Voglio toccare Gesù, non solo ascoltarlo

Una riflessione sulVangelo secondo Marco (Mc 6,53-56)

In quel tempo, Gesù e i suoi discepoli, compiuta la traversata fino a terra, giunsero a Gennèsaret e approdarono.
Scesi dalla barca, la gente subito lo riconobbe e, accorrendo da tutta quella regione, cominciarono a portargli sulle barelle i malati, dovunque udivano che egli si trovasse.
E là dove giungeva, in villaggi o città o campagne, deponevano i malati nelle piazze e lo supplicavano di poter toccare almeno il lembo del suo mantello; e quanti lo toccavano venivano salvati.

Audio della riflessione

C’è una componente delicatissima della nostra esistenza che finisce per diventare determinante tutta la nostra vita: la nostra corporeità. La divisione in corpo e anima di tipo platonico, con un certo disprezzo per il corpo, come prigione dell’anima non fa più parte della nostra mentalità anche se ogni tanto riaffiorano comode semplificazioni, soprattutto quando si invecchia, quando il nostro corpo perde smalto, si appesantisce in malattie insopportabili, la prestanza fisica viene meno e il declino è irreversibile. Sappiamo invece che la corporeità e tutto quello che è legato ad essa, fa parte della globalità della persona e, quindi, va recuperata dal suo interno come un “segno”; soprattutto deve diventare lo spazio personalissimo e originale per vivere veri rapporti con tutti e veri rapporti di amore.  

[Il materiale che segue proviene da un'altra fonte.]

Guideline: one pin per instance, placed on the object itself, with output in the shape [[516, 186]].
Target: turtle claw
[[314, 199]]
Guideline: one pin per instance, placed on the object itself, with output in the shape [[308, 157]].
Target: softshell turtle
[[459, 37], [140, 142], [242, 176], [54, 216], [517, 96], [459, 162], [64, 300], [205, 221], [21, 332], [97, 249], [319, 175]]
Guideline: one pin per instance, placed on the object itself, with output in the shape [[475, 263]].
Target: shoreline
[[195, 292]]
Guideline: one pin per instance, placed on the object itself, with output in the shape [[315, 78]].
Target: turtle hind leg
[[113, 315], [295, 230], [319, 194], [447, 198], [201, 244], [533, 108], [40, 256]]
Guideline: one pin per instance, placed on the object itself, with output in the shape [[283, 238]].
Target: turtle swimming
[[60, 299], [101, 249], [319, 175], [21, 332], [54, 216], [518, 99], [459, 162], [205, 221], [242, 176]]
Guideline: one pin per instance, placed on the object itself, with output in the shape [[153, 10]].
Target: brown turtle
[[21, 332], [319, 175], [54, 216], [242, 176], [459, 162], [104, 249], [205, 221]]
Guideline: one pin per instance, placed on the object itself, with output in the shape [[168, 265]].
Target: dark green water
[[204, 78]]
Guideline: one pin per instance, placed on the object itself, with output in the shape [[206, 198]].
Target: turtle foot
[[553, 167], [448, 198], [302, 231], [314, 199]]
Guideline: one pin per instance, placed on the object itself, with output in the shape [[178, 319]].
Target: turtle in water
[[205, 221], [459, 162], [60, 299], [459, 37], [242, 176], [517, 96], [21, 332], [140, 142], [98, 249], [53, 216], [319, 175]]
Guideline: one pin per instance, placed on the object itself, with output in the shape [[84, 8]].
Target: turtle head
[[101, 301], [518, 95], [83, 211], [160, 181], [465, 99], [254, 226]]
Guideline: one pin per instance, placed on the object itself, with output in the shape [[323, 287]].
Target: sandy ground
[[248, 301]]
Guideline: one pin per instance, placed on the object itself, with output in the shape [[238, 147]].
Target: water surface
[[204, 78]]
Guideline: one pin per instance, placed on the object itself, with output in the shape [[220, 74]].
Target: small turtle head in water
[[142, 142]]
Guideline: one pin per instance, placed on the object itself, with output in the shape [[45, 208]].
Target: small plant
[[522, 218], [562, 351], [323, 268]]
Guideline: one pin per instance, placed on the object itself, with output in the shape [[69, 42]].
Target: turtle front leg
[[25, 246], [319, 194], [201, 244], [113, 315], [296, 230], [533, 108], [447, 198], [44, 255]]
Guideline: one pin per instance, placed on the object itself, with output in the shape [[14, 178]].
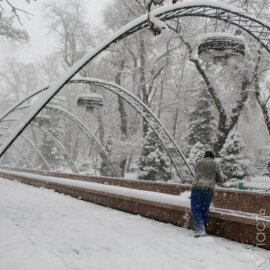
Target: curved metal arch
[[256, 28], [23, 156], [38, 152], [86, 130], [59, 146], [33, 146], [175, 154]]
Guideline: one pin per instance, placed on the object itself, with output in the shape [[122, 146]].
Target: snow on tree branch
[[156, 25]]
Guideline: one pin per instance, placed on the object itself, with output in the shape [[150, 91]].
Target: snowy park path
[[41, 229]]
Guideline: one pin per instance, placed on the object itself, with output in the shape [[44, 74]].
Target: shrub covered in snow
[[202, 124], [154, 164], [235, 157], [196, 153]]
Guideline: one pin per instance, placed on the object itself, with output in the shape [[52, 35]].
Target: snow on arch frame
[[200, 8], [175, 154]]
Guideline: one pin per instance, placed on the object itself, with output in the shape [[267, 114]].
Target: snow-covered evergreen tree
[[196, 153], [106, 166], [154, 164], [54, 125], [235, 156], [202, 124]]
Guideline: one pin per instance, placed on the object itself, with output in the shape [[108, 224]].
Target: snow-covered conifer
[[196, 153], [235, 157], [202, 124], [154, 163]]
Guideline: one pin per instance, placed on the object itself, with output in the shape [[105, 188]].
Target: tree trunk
[[123, 118]]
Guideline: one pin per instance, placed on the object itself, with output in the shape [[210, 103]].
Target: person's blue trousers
[[200, 203]]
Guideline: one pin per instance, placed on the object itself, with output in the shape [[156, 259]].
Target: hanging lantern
[[221, 48], [90, 101]]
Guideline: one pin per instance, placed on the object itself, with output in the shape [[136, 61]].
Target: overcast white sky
[[40, 44]]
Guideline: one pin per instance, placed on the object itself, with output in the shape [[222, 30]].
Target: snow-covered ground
[[41, 229]]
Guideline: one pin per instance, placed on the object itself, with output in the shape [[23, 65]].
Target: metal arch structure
[[175, 154], [23, 156], [59, 146], [86, 131], [254, 27], [33, 146], [38, 152]]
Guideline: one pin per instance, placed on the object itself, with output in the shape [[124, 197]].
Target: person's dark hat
[[209, 153]]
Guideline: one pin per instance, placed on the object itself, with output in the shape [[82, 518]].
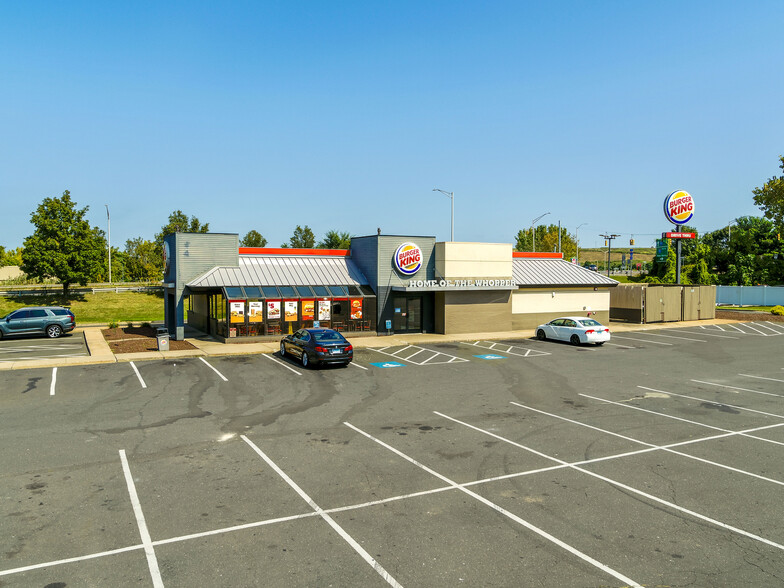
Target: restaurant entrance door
[[408, 314]]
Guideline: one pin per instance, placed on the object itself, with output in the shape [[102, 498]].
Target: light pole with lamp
[[451, 196], [109, 240], [577, 241], [533, 230]]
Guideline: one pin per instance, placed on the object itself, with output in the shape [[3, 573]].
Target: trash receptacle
[[163, 339]]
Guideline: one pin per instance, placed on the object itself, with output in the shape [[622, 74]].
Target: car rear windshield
[[328, 337]]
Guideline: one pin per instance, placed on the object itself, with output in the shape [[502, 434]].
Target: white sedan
[[575, 329]]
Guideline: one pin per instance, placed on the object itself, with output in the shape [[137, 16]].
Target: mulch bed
[[138, 339], [748, 315]]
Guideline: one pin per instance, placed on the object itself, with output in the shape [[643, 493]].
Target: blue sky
[[345, 115]]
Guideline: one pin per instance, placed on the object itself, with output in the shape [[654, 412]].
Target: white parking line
[[222, 377], [761, 378], [503, 511], [328, 519], [643, 340], [626, 487], [138, 375], [288, 367], [738, 388], [149, 551]]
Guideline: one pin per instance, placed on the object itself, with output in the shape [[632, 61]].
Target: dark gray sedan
[[317, 346]]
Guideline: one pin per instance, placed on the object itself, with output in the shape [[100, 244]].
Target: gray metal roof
[[283, 270], [556, 272]]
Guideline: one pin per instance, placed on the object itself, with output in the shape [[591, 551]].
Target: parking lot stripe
[[503, 511], [138, 375], [149, 550], [643, 340], [648, 333], [761, 378], [222, 377], [328, 519], [288, 367], [667, 448], [626, 487], [738, 388]]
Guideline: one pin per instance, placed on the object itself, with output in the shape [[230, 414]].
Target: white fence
[[750, 295]]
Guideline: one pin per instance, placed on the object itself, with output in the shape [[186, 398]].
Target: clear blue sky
[[345, 115]]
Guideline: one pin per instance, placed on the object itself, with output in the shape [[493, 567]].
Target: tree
[[64, 245], [770, 198], [302, 238], [253, 239], [143, 260], [335, 240]]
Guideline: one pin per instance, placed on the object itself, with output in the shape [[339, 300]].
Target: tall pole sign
[[679, 210]]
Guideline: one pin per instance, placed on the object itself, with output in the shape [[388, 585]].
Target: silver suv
[[51, 321]]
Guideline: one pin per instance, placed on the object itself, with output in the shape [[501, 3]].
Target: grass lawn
[[102, 307]]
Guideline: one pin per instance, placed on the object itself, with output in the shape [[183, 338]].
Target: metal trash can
[[162, 335]]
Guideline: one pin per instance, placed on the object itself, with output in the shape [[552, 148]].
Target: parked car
[[575, 329], [317, 346], [51, 321]]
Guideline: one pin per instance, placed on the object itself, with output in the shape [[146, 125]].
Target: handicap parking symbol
[[388, 364]]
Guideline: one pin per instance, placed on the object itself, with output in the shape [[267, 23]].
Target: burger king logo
[[679, 207], [408, 259]]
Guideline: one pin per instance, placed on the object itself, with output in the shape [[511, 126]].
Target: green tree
[[143, 261], [253, 239], [64, 245], [303, 238], [335, 240], [770, 198]]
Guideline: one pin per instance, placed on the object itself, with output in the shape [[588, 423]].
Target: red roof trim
[[292, 251], [543, 255]]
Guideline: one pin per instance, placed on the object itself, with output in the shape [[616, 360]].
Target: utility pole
[[609, 239]]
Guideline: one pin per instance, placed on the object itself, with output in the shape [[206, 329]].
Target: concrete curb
[[99, 350]]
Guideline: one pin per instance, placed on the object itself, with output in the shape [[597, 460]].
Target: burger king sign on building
[[679, 207], [408, 259]]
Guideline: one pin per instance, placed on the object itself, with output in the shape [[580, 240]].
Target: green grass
[[103, 307]]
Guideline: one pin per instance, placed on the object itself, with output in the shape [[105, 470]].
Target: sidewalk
[[206, 346]]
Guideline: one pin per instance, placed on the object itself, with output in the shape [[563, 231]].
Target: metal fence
[[750, 295]]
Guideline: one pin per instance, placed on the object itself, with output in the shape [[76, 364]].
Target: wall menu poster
[[255, 312], [291, 310], [273, 310], [308, 310], [237, 312], [356, 308], [324, 310]]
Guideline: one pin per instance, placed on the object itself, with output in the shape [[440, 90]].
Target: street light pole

In questo contesto dobbiamo collocare la nostra naturale necessità di vedere, toccare, sentire, gustare, far passare per la porta dei nostri sensi anche l’esperienza spirituale, anche il mondo misterioso della fede. 

Quando la gente va a qualche santuario vuole toccare la statua, vuol vedere, vuol entrare in contatto concreto con qualcosa. E non ci dobbiamo meravigliare, perché questo accade anche quando i giovani vanno a qualche concerto rock; avere una maglietta, un autografo, una bacchetta del batterista, un braccialetto del cantante, una stretta di mano, un bacio è il massimo per sentirsi dentro veramente in una esperienza. 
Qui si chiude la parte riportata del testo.